Mídia estatal do Irã confirma morte de Ali Khamenei

Anúncio foi feito depois de negativas do governo iraniano; horas antes, Trump anunciou morte do aiatolá

A mídia estatal do Irã confirmou a morte do líder supremo do país, o aiatolá Ali Khamenei. A informação foi publicada no fim da noite deste sábado (28.fev.2026) e manhã de domingo (1º.mar.2026) no horário local.

O anúncio foi feito algumas horas depois de o presidente dos Estados Unidos, Donald Trump (partido Republicano) afirmar que o líder iraniano tinha sido morto pelos ataques combinados dos EUA e de Israel. O Irã, até então, negava a informação. 

De acordo com a mídia iraniana, morreram também nos ataques uma das duas filhas, 1 neto, 1 genro e uma nora do aiatolá. A família morreu nas primeiras horas de sábado. O grupo estava no palácio que servia de sede do governo iraniano, em Teerã. Khamenei estava em seu escritório. O gabinete de governo iraniano decretou 40 dias de luto.

Depois da confirmação da morte do líder supremo, milhares de iranianos saíram às ruas para comemorar o resultado dos ataques.

Khamenei tinha 86 anos e ocupava o posto mais alto da hierarquia política e religiosa do país desde a morte do fundador da República Islâmica, Ruhollah Khomeini. Estava no posto há 35 anos. Era o mais longevo chefe de Estado do Oriente Médio.

Segundo a Constituição iraniana, o vice-presidente Mohammad Mokhber deve assumir funções administrativas imediatas, enquanto um conselho especial terá 50 dias para organizar eleições e definir o novo rumo do Conselho de Especialistas, que escolhe o sucessor religioso. Mas especula-se que oposicionistas possam assumir o comando do país persa.

No anúncio feito por Trump, o norte-americano afirmou que Khamenei foi “uma das pessoas mais malignas da História”. Disse também que os ataques ao Irã continuarão “pelo tempo que for necessário” até o país atingir seu “objetivo” de “paz no Oriente Médio” e “no mundo”. A declaração foi dada na plataforma Truth Social em postagem feita neste sábado (28.fev).
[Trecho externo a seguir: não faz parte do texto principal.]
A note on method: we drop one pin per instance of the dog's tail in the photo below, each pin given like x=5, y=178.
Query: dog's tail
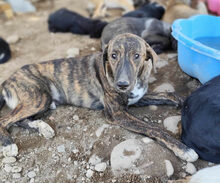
x=2, y=100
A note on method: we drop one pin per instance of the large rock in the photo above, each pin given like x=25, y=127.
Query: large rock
x=141, y=157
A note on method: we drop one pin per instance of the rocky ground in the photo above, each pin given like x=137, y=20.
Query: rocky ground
x=85, y=147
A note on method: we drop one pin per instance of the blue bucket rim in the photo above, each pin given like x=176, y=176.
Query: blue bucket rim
x=193, y=44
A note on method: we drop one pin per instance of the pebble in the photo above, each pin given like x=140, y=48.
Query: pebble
x=13, y=39
x=171, y=123
x=7, y=168
x=44, y=129
x=152, y=79
x=61, y=149
x=75, y=163
x=89, y=173
x=100, y=167
x=8, y=160
x=101, y=129
x=165, y=87
x=120, y=159
x=75, y=117
x=72, y=52
x=10, y=150
x=153, y=107
x=169, y=168
x=147, y=140
x=190, y=168
x=16, y=169
x=16, y=176
x=31, y=174
x=94, y=159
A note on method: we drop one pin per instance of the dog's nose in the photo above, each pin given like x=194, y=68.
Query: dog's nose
x=123, y=85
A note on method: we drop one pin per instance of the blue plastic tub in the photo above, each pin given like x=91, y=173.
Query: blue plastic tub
x=197, y=59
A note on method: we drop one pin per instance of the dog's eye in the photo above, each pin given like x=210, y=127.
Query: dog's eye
x=114, y=56
x=136, y=56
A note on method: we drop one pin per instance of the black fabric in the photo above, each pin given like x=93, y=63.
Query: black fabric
x=201, y=121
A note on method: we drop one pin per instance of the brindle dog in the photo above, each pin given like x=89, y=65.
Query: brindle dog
x=111, y=79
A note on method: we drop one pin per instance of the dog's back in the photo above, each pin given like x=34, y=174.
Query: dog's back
x=201, y=121
x=67, y=81
x=148, y=10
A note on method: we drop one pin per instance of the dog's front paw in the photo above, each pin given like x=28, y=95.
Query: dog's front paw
x=43, y=128
x=10, y=150
x=189, y=155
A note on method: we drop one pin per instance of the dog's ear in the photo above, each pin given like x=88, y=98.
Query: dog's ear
x=150, y=53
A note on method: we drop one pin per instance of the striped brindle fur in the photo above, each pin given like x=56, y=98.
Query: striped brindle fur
x=110, y=80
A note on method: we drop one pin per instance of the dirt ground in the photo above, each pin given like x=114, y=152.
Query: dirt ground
x=64, y=158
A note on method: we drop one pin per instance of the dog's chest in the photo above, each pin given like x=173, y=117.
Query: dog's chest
x=136, y=94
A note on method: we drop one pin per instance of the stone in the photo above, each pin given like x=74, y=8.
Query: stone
x=89, y=173
x=75, y=117
x=190, y=168
x=72, y=52
x=7, y=168
x=169, y=168
x=153, y=107
x=171, y=123
x=141, y=157
x=8, y=160
x=10, y=150
x=207, y=175
x=152, y=79
x=165, y=87
x=94, y=159
x=100, y=167
x=147, y=140
x=61, y=149
x=16, y=175
x=16, y=169
x=13, y=39
x=44, y=129
x=31, y=174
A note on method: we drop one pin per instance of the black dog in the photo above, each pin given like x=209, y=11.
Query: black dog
x=64, y=20
x=201, y=121
x=5, y=53
x=153, y=10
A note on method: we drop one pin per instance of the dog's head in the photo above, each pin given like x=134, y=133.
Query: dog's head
x=126, y=58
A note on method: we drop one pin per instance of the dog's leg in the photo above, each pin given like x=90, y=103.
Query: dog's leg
x=168, y=98
x=153, y=131
x=22, y=111
x=100, y=10
x=118, y=114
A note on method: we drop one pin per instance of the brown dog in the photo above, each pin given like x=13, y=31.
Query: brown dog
x=102, y=5
x=112, y=80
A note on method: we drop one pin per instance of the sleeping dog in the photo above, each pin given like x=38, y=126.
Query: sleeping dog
x=111, y=80
x=64, y=20
x=178, y=9
x=201, y=121
x=5, y=52
x=155, y=32
x=153, y=10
A ofensiva foi realizada depois de semanas de tensão entre os 2 países. Em 19 de fevereiro, Trump afirmou que, em até 10 dias, saberia se deveria dar “um passo adiante” em relação a um ataque contra o país persa.

Depois, o republicano declarou que todos, incluindo o chefe do Estado-Maior Conjunto das Forças Armadas, Dan Caine, consideram que uma eventual guerra contra o Irã resultaria em uma “vitória fácil” dos norte-americanos.

No discurso do Estado da União, na 3ª feira (24.fev), Trump disse que os EUA ainda não tinham ouvido o Irã pronunciar “aquelas palavras mágicas: ‘nunca teremos uma arma nuclear’”. No pronunciamento, o presidente norte-americano afirmou que o regime persa “já desenvolveu mísseis que podem ameaçar a Europa e as nossas bases no exterior, e está trabalhando para construir mísseis que, em breve, chegarão aos EUA”.

As declarações de Trump foram feitas enquanto o país realizava conversas em âmbito diplomático com o Irã, que não resultaram em acordo.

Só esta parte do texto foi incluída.